L'invitée de
la semaine dernière : Nicole Née
LES
INVITES DU COSMOPIF
N°22
(lundi 26 avril 2004)
Marcel
Lebaron et l'astronaute Michel Tognini à Bourges en août 1996
Photo
Pif
Marcel Lebaron,
c'était l'éternelle jeunesse, l'enthousiasme et la bonne humeur personnifiés,
en toute simplicité. J'ai beaucoup appris en travaillant avec lui, de 1992 à
1999, et me suis également toujours amusé. Pas un de nos faxes quasi-quotidiens
n'oubliait de comporter une trouvaille amicale ou un petit dessin, chaque coup
de fil était un moment de plaisir.
Marcel aurait lui-même été
gêné devant tant de larmes mais l'annonce de sa disparition ce 29 octobre
2009 provoque un grand vide et une immense tristesse.
Pif
Une carrière au service des Jeunes
et de l'Espace
Texte de P.-F. Mouriaux
rédigé pour la Fédération aéronautique internationale
et mis à jour après la remise de la
Médaille d'Or du Nil pour l'ensemble de sa carrière
33 années durant, avec enthousiasme et modestie,
Marcel Lebaron s'est consacré aux activités spatiales
de jeunes au sein du Centre national d'études spatiales. L'œil et le sourire
malicieux, petite barbe second Empire ou moustache grisonnante, celui que tous
les membres de clubs aérospatiaux tutoyaient a presque tout inventé en matière
d'éducation à l'espace en France.
C'est en particulier lui qui a lancé les formules
magiques "L'espace, comment ça marche ?" et "L'espace, à quoi ça
sert ?".
Marcel Lebaron rejoint la section Jeunesse du CNES en 1966 après
avoir débuté sa carrière en 1965 à la division fusées-sondes. A cette époque,
l’action principale du CNES consiste à encadrer les activités de fusées
expérimentales menées dans les clubs constitués de jeunes adultes et de mettre
à leur disposition des propulseurs présentant toutes les garanties de sécurité.
Les fusées de jeunes sont mises en œuvre à l’occasion de véritables campagnes
de lancements organisées sur des terrains militaires (Sissonne, Valdahon, La
Courtine, Le Ruchard…).
La section
Jeunesse du CNES avait été créée en juin 1962 au sein du Service de
l'information et de la documentation dans un but d'information, d'éducation et
de prévention liée à la construction de fusées par les jeunes.

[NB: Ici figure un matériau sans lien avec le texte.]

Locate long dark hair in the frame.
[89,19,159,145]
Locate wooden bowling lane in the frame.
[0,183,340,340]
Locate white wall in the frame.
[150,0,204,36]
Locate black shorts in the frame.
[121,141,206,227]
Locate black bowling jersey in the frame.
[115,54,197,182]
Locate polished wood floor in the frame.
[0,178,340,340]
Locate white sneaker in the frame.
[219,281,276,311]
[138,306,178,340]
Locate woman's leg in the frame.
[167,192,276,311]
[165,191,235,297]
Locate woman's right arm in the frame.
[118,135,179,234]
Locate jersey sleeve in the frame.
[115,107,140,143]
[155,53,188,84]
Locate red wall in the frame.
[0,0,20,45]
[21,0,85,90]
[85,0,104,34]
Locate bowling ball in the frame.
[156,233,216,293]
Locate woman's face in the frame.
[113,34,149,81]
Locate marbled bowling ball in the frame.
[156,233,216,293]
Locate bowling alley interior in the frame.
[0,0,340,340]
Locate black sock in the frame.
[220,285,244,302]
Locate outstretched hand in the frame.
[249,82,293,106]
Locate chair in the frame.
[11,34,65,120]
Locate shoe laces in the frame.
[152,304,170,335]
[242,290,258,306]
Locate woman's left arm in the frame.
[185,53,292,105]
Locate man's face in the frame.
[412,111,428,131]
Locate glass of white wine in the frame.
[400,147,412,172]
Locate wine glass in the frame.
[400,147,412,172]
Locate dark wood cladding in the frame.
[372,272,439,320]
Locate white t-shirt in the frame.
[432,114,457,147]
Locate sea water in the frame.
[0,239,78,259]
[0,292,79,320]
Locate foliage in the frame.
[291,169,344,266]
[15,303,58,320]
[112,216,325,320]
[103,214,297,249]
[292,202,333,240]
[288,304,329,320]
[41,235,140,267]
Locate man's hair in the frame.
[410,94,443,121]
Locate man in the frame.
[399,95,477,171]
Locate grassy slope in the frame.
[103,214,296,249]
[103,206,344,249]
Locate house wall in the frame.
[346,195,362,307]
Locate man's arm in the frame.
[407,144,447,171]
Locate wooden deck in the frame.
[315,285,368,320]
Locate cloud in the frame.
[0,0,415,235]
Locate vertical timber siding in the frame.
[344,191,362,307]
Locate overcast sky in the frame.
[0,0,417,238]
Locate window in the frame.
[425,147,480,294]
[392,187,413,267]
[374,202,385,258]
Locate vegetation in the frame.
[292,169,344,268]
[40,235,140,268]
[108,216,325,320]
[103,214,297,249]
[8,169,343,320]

Ce rôle a été
renforcé par l'interdiction du Ministère de l'Intérieur de fabriquer, détenir
et utiliser des propulseurs à poudre sans contrôle administratif en août 1962.
Marcel Lebaron étend l'activité aux ballons stratosphériques et
fait ouvrir les bases de lancements du CNES à Aire-sur-l'Adour et Gap aux clubs
de jeunes. A partir de 1969, à l'occasion de chaque Salon international de
l'aéronautique et de l'espace du Bourget, il fait récompenser les meilleurs
projets par les Prix du GIFAS (Groupement des industries françaises
aéronautiques et spatiales).
Il permet
l'importation de petits propulseurs à poudre américains au début des années
1970, permettant l’apparition de l’activité "micro-fusées". Elle est
accessible aux enfants à partir de 8 ans et peut être menée au sein de
l'école. C'est l'occasion pour Marcel Lebaron de
mettre en place des formations d'enseignants et de produire de nombreuses
publications pédagogiques.
Au début des
années 80, une activité intermédiaire entre la micro-fusées
et la fusée expérimentale voit le jour : la "mini-fusée". Elle
est proposée à des adolescents en clubs ou lors de séjours de vacances.
En1988,
Marcel Lebaron fait accéder les jeunes à la
micropesanteur. Des expériences de clubs peuvent être embarquées à bord de la
Caravelle zéro-G du CNES. D’autre part, une mallette pédagogique est mise au
point avec des animateurs de l'Association nationale sciences techniques
jeunesse (ANSTJ) pour être utilisée à bord de la station Mir par le cosmonaute
français Jean-Loup Chrétien. A partir de 1992 (mission Antarès), les vols
franco-russes embarquent systématiquement des réalisations (T-shirt d'école
primaire, nourriture spatiale de lycée hôtelier, vêtements pour cosmonautes
d'école de stylisme) ou des expériences de jeunes.
A deux
reprises (en 1980 et 1988), Marcel Lebaron offre aux
clubs GAREF aérospatial et ESIEESPACE la possibilité d'embarquer un satellite
amateur à bord de la fusée Ariane.
En 1992,
Marcel Lebaron lance sur la région toulousaine
l'opération "Un ballon pour l'école". Elle consiste à mettre à
disposition d'établissements scolaires (du primaire au supérieur) des ballons
stratosphériques fermés qui embarquent des expériences sur l'atmosphère ou la
télédétection. 8 ans plus tard, l'opération est devenue nationale et
touche chaque année plus de 100 classes.
Toutes ces
activités ont été menées en collaboration étroite avec le secteur associatif
(réseau Sciences techniques jeunesse, Ligue de l'Enseignement, Francas...) et l'Education nationale. Activités auxquelles
il convient d'ajouter la télédétection, l'élaboration et la diffusion
d'expositions ("L'espace, comment ça marche ?" et "L'espace à
quoi ça sert ?"), la mise en place de concours,...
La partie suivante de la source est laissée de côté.